In other news, I read some poetry at a big fancy academic conference.
This week, scholars, musicians, writers, film critics, professors, fans of The Grateful Dead, zombie fanatics, pop culture critics and lovers (one in the same, here) flocked to Albuquerque, New Mexico, to discuss their ideas, share their theses, their creative works, their analysis of other people’s creative works, and generally enjoy the spirit of popular culture.
In one day alone, I’ve heard scholar/fans discuss the relationship between Rick and Morty in Rick and Morty, compare Jurassic World and the TV series Zoo, analyze countless horror movies (from Poltergeist to The Babadook), explore various media’s fixation with underage serial killers, give two different interpretations of David Cronenberg’s eXistenZ, explore the role of nature as a setting in The Walking Dead, critique consumer culture in prepper magazines and the capitalist frenzy to buy things before the coming apocalypse, and read a variety of poetry.
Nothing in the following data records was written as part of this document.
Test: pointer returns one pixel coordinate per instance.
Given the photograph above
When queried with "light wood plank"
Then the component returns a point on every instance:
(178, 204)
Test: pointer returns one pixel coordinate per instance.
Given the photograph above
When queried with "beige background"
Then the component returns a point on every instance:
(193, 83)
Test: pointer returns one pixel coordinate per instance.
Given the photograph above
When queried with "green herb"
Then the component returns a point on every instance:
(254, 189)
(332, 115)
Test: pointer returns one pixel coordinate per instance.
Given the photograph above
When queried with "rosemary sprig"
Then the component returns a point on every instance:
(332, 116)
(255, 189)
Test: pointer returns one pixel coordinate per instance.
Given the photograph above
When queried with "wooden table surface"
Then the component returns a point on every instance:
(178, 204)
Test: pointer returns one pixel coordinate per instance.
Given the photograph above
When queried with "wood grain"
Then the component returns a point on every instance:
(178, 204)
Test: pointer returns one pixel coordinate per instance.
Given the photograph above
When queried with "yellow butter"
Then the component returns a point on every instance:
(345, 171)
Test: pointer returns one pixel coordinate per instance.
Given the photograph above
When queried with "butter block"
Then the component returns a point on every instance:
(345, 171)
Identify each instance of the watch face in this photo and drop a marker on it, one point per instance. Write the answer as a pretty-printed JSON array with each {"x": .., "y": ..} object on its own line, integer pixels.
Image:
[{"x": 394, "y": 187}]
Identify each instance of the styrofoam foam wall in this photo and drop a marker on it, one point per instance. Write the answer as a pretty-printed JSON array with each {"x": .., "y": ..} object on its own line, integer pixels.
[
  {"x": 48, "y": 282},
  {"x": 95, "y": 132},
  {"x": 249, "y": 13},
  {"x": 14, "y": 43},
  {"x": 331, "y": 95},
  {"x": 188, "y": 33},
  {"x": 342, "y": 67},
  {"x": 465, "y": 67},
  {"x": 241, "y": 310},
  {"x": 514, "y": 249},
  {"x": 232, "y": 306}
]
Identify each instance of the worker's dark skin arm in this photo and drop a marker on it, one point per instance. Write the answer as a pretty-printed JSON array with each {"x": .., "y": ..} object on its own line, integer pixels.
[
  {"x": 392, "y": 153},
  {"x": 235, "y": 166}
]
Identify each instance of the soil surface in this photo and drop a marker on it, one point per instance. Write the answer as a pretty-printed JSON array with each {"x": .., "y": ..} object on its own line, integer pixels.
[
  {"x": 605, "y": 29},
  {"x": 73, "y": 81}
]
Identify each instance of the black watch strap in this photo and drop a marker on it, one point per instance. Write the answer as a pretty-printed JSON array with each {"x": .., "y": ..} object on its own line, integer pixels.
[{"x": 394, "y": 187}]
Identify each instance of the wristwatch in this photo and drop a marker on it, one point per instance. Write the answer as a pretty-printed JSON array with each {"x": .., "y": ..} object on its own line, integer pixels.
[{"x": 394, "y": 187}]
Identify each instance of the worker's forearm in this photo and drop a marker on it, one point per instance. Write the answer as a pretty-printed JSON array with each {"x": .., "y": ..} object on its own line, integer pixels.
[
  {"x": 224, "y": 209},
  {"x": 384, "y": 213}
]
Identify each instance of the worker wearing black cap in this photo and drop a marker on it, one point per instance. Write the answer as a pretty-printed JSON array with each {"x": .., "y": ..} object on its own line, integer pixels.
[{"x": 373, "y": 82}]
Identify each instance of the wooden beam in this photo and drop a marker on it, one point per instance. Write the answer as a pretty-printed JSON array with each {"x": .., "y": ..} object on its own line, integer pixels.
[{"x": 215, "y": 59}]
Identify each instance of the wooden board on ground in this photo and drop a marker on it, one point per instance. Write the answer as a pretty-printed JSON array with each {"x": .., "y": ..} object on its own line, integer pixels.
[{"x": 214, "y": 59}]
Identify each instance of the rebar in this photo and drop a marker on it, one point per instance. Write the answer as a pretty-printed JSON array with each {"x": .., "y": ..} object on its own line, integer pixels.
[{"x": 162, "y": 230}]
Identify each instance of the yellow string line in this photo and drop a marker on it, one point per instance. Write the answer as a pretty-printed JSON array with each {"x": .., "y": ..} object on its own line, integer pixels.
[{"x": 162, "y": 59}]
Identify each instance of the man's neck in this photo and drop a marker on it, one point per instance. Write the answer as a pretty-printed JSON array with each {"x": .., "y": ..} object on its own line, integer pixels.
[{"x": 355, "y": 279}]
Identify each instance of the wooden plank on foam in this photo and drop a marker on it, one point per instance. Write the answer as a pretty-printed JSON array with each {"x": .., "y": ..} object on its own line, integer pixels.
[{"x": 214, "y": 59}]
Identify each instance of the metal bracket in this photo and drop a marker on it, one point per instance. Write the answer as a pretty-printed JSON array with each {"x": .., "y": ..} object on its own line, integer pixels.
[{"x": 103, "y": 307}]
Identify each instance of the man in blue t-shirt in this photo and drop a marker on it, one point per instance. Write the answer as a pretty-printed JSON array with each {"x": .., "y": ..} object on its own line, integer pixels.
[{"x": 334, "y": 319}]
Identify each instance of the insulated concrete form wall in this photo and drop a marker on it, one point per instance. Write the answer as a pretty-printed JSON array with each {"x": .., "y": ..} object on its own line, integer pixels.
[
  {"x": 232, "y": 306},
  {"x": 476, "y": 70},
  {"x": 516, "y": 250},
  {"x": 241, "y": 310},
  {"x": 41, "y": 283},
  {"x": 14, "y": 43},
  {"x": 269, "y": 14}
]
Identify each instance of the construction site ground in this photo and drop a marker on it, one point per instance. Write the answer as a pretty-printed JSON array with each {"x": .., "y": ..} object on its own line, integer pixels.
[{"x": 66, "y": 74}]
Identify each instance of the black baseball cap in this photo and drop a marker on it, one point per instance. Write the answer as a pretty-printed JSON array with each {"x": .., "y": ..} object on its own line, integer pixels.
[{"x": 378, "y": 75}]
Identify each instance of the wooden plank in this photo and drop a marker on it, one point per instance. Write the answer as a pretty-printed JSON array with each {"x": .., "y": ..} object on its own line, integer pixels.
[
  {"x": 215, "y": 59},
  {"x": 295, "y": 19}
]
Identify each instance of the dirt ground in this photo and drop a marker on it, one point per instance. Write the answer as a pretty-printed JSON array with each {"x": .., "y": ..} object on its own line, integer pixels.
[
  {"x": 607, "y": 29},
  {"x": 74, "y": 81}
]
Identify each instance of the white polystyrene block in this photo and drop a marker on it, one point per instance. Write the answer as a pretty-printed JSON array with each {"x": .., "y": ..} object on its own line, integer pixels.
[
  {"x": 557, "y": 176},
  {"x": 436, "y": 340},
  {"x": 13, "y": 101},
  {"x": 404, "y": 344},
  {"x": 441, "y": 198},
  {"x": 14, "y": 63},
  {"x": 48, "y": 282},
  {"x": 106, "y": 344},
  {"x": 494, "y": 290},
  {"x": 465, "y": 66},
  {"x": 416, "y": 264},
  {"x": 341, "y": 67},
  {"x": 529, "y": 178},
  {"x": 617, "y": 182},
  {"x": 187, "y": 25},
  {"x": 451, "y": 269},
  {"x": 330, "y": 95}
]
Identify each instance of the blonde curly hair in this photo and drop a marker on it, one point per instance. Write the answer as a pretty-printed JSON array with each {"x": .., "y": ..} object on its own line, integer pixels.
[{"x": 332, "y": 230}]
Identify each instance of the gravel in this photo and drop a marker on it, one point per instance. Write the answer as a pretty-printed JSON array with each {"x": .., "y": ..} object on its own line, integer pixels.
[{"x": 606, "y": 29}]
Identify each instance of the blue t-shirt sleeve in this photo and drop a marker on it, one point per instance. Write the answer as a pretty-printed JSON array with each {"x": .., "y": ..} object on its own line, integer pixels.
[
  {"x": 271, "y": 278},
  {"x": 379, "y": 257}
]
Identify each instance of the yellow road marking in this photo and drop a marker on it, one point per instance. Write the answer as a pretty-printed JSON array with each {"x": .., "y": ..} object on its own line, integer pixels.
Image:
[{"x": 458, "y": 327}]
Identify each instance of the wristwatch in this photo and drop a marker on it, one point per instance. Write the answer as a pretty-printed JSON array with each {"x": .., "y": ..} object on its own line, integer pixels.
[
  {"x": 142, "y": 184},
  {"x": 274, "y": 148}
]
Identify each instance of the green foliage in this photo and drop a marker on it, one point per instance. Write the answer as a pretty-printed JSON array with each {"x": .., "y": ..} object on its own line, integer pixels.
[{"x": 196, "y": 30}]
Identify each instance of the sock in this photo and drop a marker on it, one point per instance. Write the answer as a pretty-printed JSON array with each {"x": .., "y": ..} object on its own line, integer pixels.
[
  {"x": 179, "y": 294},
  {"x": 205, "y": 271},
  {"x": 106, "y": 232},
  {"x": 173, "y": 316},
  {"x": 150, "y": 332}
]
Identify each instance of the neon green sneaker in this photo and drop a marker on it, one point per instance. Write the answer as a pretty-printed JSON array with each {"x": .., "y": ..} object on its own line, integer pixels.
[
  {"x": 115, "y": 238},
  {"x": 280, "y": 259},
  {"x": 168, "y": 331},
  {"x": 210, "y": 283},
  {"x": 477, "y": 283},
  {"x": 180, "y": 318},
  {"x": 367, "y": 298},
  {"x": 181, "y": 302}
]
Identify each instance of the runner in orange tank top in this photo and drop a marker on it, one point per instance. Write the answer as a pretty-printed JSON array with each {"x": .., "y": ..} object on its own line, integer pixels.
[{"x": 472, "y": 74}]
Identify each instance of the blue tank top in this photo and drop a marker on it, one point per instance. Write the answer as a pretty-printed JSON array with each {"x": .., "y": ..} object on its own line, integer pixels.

Reading my own work for an audience was not entirely new to me; I’ve made use of open-mic nights and poetry slams now and again. This venue certainly was new to me, though, but I don’t want readers to assume that I think a conference is somehow better than a slam. Poetry is meant to be read out loud, and all venues are equally worthy and professional; poetry slams are just as important as big fancy academic conferences. But here, my audience differs, and the tone is more critical, more focused on poetry within popular culture rather than poetry alone. Where else can I backup a poem about the end of the world with information I’d heard half an hour before?
I’m centered in the academic world, and this is an academic pilgrimage that I’m honored to take. Reading in front of a live audience, of course, is terrifying, but also thrilling, and I hope to enjoy that thrill again soon.
There are still plenty of days left in the conference, and there is more to come.